When you want to log a variable x but that x has many zero-valued observations, there are three things you can do in principle:

  1. Use log(x), and let the chips fall where they may, meaning that you just drop those observations for which x = 0. If x is assigned experimentally, there is no harm in doing that. But in most cases, x will not be as good as random, which means that merely dropping those observations for which x = 0 will introduce selection in your sample, which limits the external validity of your findings.
  2. Just use x. Presumably, this is not an option if you are here reading this post! More seriously, there are some cases where you really need to take a log. My colleague Jason Kerwin’s rule of thumb is to log all financial variables, for instance, or you might want to estimate a Cobb-Douglas or translog production function.
  3. Use log(x + 1), log(x + 0.001), or some variant thereof. This is a method that MaCurdy and Pencavel introduced in a 1986 JPE article, and it has long been the workhorse way to deal with those wayward zero-valued observations.
  4. Use the newer, widely accepted way of doing things, which is to take an inverse hyperbolic sine (IHS) transformation of x.

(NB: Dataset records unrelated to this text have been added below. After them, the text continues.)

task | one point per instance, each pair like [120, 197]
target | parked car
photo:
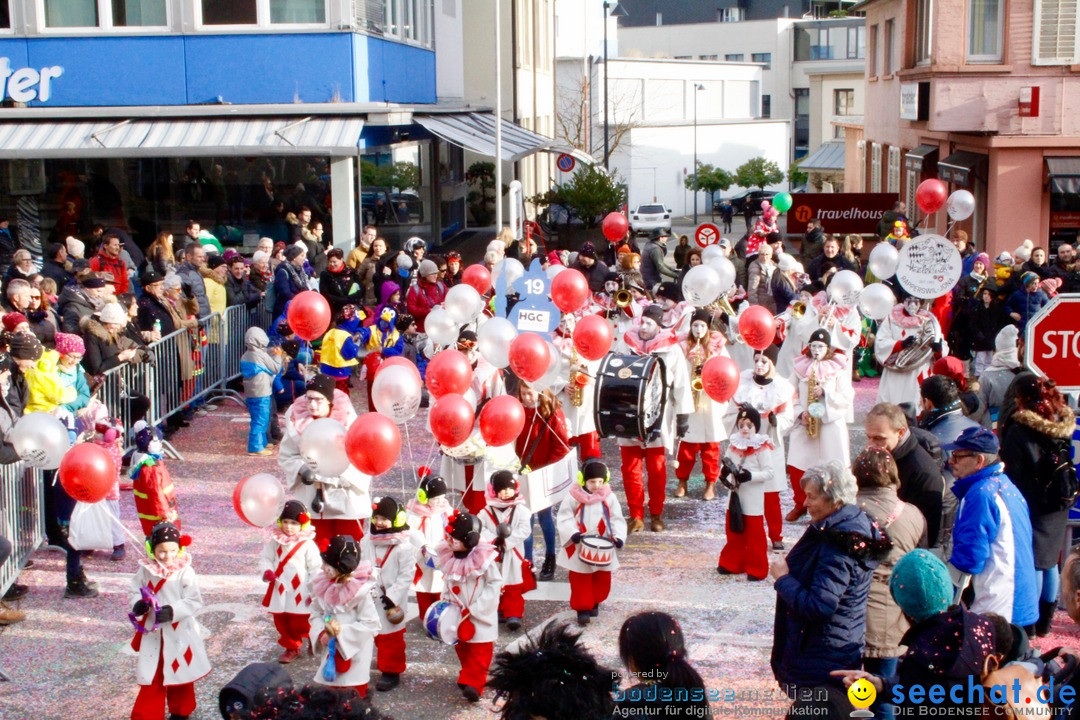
[647, 218]
[739, 202]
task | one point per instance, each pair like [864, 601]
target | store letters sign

The IHS transformation of x–formally denoted arsinh x, but I usually denote it IHS(x)–is such that

(1) IHS(x) = ln(x + \sqrt(x^2 + 1)),

which you can see here if you have difficulty deciphering the above. If you use Stata, this is what I do to take IHS(x):

. gen IHS_x = ln(x + ((x^2 +1)^0.5))

The beauty of the IHS transformation is that (i) it behaves similar to a log, and (ii) it allows retaining zero-valued observations. In cases where it is useful, it even (iii) allows retaining negative-valued observations; in Bellemare et al. (2013), for instance, we needed to regress marketable surplus (production minus consumption; this can take negative, zero, or positive values) on a number of variables, and so the IHS transformation came in very handy.

When I brought this up to a colleague at the Helsinki workshop, he said: “You should write a ‘Metrics Monday post about this!” My initial reaction was “Why? Everyone knows about this!”But clearly not everyone does know about this, so I came to the conclusion that this post might be worthwhile. This is especially so given that I have had to mention the IHS transformation more times than I can remember when reviewing articles for journals.

Relative to the old-fashioned ln(x + 1) way of dealing with this problem, the IHS transformation is a newer, widely accepted way of dealing with ln(0). Note, however, that it does have its detractors; Martin Ravallion, for instance, notes that the IHS transformation is not concave everywhere, which leads to violations of the Pigou-Dalton transfer axiom when measuring poverty and inequality. For the rest of us, however, taking an IHS transformation is good enough. This is especially so when you apply it to a control variable, i.e., when you apply it neither to your dependent variable or your outcome of interest.

In writing this post, have looked in vain (albeit very quickly) to see if anyone had written anything about what to do with the coefficient on an IHS-transformed variable to recover an elasticity, but could not find anything directly about this. If you know of such an article or resource, let me know, and I’ll be happy to update the post and credit you.

For more about the IHS transformation itself, see Burbidge et al. (JASA, 1988) and MacKinnon and Magee (IER, 1990). For applications, see Moss ans Shonkwiler (AJAE, 1993)Yen and Jones (AJAE, 1997),  Pence (beJEAP, 2006), and the aforementioned Bellemare et al. (AJAE, 2013).